Cerita ini sebenarnya sudah lama sekali. Kuketik 4 tahun lalu, tepatnya pertengahan 2014. Ya, saat aku masih akhir kelas 3 SMP atau mungkin saat liburan kelulusan SMP.
Sama seperti orangnya, isi cerita ini aneh. Bahkan aku terbahak saat membaca warning di halaman pertama,
Biar kutulis keterangannya di bawah :
Ini adalah cerita paling aneh, tidak jelas dan membosankan. Mungkin banyak yang tidak akan mengerti dan merasa jengkel dengan ceritanya. Karena cerita ini sejatinya hanya kosong dan tidak berisi apa apa dan membosankan dan tak akan ada yang mengerti. Cerita ini adalah cerita yang telah tersimpan amat lama di hati saya dan saya hanya ingin mengeluarkannya, walaupun menuliskannya sangat sulit, hingga cerita ini menjadi seperti ini, datar dan tidak ada perasaan yang tersampai untuk orang yang membacanya. Jadi untuk menghindari kekecewaan dan sejenisnya, sebaiknya jangan dibaca.
Ngakak ya :v
Bertahun-tahun, aku sempat lupa sama cerita ini. Tapi tadi pagi tiba-tiba saja teringat dan ingin membaca lagi cerita ini. Aku pun bergegas membuka laptop--sempat khawatir juga cerita gaje ini sudah di hapus. Ternyata belum. Jadi sekalian saja, di post di blog.
Ngomong-ngomong, judulnya bahkan jauh lebih panjang daripada yang di atas.
Judul aslinya adalah : Sepotong Kisah Untuk yang Tak Pernah Tergapai, Atau Mungkin Seharusnya Tergapai?
Nah iya, dari judulnya udah berbelit-belit.
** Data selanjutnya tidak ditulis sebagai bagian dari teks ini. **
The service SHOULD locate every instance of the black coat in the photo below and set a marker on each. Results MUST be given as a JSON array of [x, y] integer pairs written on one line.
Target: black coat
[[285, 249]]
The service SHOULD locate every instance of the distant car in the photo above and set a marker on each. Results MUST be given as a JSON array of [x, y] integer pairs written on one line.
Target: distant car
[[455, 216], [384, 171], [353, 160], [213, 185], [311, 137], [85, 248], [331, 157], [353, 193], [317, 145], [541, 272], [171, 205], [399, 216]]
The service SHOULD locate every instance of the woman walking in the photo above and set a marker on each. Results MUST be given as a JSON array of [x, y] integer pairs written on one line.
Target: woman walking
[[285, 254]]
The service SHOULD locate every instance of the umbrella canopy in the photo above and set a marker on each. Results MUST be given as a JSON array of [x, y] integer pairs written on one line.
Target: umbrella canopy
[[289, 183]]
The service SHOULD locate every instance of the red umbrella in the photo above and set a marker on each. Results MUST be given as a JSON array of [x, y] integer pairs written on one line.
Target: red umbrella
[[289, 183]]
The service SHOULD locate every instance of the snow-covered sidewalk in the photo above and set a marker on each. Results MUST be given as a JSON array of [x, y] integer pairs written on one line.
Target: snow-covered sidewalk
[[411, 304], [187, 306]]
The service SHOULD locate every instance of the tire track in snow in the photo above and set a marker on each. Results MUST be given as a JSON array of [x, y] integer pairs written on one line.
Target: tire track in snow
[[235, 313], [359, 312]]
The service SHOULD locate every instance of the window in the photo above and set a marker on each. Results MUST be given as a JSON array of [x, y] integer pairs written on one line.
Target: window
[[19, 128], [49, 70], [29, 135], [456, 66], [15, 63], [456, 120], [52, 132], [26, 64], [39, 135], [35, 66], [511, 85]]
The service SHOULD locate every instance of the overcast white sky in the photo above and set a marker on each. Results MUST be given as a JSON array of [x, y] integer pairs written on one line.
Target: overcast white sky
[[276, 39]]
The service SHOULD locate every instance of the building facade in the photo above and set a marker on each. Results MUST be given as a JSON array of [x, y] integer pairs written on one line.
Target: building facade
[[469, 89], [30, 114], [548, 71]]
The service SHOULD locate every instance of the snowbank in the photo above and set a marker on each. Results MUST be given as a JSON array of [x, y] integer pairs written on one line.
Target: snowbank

WHAHAHAHAHA.
Selamat menjemput kebosanan :v
***
Diriku
hanya bisa diam, tak bergerak, bahkan saat dia datang kepadaku sekalipun, aku tidak
mengacuhkannya.
“Apa
yang sebenarnya kau rasakan?” tanyanya, aku tak menjawab, tetap berbaring dan
menatap langit-langit ruangan.
“Kenapa
sepertinya, kau merasa begitu pahit?” tanyanya lagi.
Sunyi.
“Karena
aku melihatnya..” entah mengapa akhirnya aku meluncurkan jawaban, dan karena
sudah terlanjur, aku memutuskan melanjutkan. “Karena aku melihatnya.. karena
dia menatapku, karena aku bisa mendengar suaranya, bisa merasakan keberadaannya,
dia selalu di sisiku..
“Tapi..”
kali ini aku menjulurkan tanganku ke atas, seakan-akan berusaha menyentuh
sesuatu. “Aku, tak akan pernah bisa menggapainya..”
Dia
hanya diam, jadi aku melanjutkan, “Rasanya seperti ada dinding keraguan di antara
kami, keraguan, juga perasaan dan ingatan yang hilang,”
Aku
bisa merasakan tatapan tajam dirinya. “Kau akan selalu...selalu bisa
menggapainya, kau mungkin bisa menghancurkan dindingnya, atau memanjat
dindingnya, meledakkannya? Kau pasti bisa mengulang semua kembali..”
“Semua
yang terulang akan selalu berbeda, akan selalu berbeda, perasaannya akan tumbuh
sebagai perasaan yang lain, dan itu bukanlah..keinginan batinku.”
“Tidak
akan-“
“Tinggalkan
aku sendiri” potongku.
“Tidak,
kau harus mendengar-“
“Tinggalkan
aku sendiri!”
“Kau
harus-“
“Tinggalkan!”
aku merenggut selimutku, menutup keseluruh tubuhku dan mulai menangis. Dia
menyerah dan meninggalkan rumahku.
Semuanya
benar, keluargaku benar, dia benar, warga kota ini benar, aku memang gila, aku
memang sudah tidak waras, tidak normal.
***
“Halo..”
bisikku, entah terdengar atau tidak di dalam balutan gerimis ini, tetapi ternyata
dia juga menjawab, terdengar suara selembut beledunya di ujung telepon. Halo. Sungguh, itu membuat aku nyaris
kehilangan keseimbangan, kakiku terasa ringan tak bertulang, saat itu juga aku
sadar, betapa aku merindui suaranya segenap aku membutuhkannya.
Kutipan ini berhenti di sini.